Q. 8) According to the rice’s theorem, If P is a non trivial property, Lp is :
a) infinite
b) decidable
c) undecidable
d) none of the mentioned
A8)
Correct answer is “C” .
Explanation :
Rice’s theorem states that ‘Any non trivial property about the language recognized by a turing machine is undecidable’.
Q8) Diagonalization can be useful in:
a) To find a non recursively enumerable language
b) To prove undecidability of halting problem
c) Both (a) and (b)
d) None of the mentioned
A9)
Correct answer is “ C “.
Explanation :
Diagonalization is a technique we use for the following operations:
a) To find a non recursively enumerable language.
b) To prove undecidability of halting problem.
Q9) What do you mean by decidable issue and undecidable issue , explain with example ?
A10)
Decidable issue
A problem is decidable if we will construct a information processing system which
Can halt in finite quantity of your time for each input and provides answer as ‘yes’ or
‘no’. A decidable downside has associate degree formula to work out the solution for
a given input.
Examples
• Equivalence of 2 regular languages: Given 2 regular languages, there’s
Associate degree formula and information processing system to make a decision
Whether or not 2 regular languages ar equal or not.
• Finiteness of normal language: Given an everyday language, there’s
Associate degree formula and information processing system to make a decision
Whether or not regular language is finite or not.

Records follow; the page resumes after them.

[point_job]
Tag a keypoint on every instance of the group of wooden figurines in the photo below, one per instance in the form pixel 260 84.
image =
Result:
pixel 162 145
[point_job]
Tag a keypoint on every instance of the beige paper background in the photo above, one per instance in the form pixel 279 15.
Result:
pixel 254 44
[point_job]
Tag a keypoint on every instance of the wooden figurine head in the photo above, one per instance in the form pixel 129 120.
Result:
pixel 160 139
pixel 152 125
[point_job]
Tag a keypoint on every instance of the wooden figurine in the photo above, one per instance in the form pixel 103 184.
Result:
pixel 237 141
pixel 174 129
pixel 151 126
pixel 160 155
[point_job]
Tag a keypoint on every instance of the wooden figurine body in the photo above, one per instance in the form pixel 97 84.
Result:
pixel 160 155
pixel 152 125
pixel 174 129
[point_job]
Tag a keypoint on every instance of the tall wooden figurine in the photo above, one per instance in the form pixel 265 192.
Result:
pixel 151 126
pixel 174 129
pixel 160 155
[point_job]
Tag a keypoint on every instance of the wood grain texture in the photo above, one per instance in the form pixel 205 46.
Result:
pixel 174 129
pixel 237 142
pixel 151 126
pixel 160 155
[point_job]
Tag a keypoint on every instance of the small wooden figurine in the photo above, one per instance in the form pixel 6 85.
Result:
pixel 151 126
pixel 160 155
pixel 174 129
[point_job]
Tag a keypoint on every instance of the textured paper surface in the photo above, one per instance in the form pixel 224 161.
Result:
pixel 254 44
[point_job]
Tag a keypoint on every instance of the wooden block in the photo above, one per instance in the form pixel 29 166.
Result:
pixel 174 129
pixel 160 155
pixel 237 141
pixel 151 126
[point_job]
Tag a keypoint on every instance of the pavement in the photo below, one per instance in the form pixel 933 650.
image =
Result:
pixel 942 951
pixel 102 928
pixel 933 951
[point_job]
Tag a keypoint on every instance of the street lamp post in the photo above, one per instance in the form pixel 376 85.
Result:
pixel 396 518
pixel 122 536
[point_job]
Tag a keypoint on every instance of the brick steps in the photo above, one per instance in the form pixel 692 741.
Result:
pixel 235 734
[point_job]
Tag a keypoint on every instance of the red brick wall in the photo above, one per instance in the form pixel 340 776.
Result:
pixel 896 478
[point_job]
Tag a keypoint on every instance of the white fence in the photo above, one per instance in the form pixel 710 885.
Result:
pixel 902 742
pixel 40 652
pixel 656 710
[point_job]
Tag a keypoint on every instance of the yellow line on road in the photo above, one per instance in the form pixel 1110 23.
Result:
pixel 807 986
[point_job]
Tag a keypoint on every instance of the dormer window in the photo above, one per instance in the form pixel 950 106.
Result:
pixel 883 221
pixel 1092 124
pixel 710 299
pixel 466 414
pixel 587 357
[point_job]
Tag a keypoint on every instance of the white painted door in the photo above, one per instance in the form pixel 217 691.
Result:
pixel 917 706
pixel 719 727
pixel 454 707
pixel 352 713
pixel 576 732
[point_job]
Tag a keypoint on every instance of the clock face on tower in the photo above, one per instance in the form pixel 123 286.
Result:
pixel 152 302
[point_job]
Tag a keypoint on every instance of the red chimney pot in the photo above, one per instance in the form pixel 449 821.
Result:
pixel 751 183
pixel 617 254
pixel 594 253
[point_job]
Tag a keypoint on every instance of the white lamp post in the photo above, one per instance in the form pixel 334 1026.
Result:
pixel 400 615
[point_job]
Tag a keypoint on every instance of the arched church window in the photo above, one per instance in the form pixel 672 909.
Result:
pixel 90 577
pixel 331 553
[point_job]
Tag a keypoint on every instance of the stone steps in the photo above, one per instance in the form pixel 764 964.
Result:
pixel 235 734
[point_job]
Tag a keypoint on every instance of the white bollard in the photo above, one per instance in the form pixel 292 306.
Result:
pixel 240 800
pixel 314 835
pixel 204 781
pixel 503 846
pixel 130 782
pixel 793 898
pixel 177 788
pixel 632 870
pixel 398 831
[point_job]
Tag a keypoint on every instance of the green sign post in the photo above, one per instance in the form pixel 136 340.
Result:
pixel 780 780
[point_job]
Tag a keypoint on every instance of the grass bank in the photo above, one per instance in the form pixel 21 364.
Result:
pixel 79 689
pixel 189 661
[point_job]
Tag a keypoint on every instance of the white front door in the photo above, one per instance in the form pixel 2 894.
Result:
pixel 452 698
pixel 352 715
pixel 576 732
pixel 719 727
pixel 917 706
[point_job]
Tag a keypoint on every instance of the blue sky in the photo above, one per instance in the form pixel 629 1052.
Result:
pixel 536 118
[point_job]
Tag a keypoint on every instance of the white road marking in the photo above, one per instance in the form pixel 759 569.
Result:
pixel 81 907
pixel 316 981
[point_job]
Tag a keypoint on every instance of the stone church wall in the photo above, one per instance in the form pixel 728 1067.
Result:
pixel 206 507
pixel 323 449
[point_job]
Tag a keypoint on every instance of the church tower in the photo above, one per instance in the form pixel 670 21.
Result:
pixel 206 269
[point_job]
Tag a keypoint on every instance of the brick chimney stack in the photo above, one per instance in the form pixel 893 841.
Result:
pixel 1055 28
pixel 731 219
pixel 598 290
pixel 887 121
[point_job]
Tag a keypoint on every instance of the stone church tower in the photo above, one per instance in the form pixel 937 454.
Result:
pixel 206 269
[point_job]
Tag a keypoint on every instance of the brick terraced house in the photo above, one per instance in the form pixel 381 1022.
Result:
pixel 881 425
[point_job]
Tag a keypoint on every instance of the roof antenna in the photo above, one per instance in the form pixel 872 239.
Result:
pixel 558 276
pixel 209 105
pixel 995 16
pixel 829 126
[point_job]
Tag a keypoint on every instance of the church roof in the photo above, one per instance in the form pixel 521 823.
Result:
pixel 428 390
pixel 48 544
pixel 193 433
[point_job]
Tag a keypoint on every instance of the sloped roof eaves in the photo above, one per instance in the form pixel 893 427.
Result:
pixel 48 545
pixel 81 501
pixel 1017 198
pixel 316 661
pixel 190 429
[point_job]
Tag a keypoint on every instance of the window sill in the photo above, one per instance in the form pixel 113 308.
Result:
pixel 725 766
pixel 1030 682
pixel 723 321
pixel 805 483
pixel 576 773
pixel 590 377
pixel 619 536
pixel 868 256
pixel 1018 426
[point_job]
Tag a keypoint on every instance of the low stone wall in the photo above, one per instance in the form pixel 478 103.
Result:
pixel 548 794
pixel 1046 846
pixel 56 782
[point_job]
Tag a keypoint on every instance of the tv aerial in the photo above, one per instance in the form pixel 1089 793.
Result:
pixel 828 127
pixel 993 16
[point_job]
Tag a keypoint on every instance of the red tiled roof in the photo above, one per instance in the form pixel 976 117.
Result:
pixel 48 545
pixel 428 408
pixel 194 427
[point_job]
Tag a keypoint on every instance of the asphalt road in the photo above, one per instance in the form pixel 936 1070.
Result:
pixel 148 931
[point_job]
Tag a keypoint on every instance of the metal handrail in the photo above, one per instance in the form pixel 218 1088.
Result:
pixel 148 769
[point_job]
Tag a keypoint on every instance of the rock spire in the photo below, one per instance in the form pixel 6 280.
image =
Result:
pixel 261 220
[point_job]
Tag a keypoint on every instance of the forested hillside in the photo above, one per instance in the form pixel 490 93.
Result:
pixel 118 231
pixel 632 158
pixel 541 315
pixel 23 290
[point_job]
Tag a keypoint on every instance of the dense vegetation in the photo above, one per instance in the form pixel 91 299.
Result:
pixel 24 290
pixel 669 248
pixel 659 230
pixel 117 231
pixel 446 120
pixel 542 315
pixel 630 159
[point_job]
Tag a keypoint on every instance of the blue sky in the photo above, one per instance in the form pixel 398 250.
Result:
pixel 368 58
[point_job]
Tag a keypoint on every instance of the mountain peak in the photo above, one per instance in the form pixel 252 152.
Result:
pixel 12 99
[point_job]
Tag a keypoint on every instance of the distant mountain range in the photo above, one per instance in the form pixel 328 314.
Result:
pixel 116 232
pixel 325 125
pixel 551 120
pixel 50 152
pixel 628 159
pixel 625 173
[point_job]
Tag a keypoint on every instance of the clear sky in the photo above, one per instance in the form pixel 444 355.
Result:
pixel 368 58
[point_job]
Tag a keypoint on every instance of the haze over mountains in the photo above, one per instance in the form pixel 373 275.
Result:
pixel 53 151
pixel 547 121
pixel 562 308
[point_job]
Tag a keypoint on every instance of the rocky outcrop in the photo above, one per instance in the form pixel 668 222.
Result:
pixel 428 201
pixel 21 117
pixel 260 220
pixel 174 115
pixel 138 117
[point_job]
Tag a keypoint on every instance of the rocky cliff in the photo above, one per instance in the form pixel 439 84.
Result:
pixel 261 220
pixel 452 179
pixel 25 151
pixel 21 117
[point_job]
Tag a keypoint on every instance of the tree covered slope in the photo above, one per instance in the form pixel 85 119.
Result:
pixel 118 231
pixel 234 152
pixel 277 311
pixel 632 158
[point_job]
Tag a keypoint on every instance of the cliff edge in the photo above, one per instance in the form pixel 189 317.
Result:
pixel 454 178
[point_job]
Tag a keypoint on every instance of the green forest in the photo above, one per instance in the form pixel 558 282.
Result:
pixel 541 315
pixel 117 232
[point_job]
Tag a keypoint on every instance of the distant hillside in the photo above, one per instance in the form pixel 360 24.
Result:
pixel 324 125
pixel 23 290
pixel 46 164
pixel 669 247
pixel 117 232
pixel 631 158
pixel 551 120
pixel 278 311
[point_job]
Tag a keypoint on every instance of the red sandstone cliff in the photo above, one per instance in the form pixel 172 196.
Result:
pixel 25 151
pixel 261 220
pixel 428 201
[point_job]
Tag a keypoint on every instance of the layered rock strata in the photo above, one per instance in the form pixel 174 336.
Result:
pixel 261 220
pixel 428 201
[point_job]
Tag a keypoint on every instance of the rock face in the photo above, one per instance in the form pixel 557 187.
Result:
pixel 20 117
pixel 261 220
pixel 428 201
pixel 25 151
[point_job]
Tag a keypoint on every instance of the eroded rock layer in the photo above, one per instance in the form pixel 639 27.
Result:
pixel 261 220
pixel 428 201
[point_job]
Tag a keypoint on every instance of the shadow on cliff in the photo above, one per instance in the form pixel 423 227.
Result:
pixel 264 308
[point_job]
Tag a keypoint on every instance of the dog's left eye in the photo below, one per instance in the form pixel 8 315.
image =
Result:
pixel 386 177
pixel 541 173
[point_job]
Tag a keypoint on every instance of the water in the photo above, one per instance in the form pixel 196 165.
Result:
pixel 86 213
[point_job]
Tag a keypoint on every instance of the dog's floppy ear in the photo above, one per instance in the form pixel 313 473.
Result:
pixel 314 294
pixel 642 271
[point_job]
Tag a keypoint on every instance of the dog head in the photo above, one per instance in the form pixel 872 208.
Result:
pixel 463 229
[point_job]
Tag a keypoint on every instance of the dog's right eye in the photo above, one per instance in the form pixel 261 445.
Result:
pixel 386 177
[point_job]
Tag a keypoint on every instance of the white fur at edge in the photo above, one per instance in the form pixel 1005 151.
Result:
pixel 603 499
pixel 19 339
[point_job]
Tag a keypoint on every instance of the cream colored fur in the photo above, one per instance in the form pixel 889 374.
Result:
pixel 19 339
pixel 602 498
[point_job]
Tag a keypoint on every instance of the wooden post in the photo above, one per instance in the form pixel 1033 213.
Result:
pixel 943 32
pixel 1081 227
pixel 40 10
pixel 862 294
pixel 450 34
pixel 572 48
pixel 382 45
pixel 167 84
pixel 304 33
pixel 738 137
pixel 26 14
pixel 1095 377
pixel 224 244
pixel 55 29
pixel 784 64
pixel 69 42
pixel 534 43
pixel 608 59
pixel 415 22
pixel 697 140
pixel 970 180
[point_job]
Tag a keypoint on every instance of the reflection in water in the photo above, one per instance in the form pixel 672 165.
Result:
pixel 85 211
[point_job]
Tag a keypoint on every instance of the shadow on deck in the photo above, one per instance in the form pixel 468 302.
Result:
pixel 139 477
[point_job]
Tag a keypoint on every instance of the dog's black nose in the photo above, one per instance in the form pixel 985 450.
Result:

• Emptiness of context free language: Given a context free language, there’s
Associate degree formula whether or not CFL is empty or not.
Undecidable issues
A problem is undecidable if there’s no information processing system which can
Continuously halt in finite quantity of your time to provide answer as ‘yes’ or ‘no’.
Associate degree undecidable downside has no formula to work out the solution for a
Given input.
Examples
• Ambiguity of context-free languages: Given a context-free language, there’s
No information processing system which can continuously halt in finite quantity of
Your time and provides answer whether or not language is ambiguous or not.
• Equivalence of 2 context-free languages: Given 2 context-free languages,
There’s no information processing system which can continuously halt in finite
Quantity of your time and provides answer whether or not 2 context free languages ar
Equal or not.
• Everything or completeness of CFG: Given a CFG and input alphabet,
Whether or not CFG can generate all doable strings of input alphabet (∑*)is
Undecidable.
• Regularity of CFL, CSL, REC and REC: Given a CFL, CSL, REC or REC,
Determinative whether or not this language is regular is undecidable.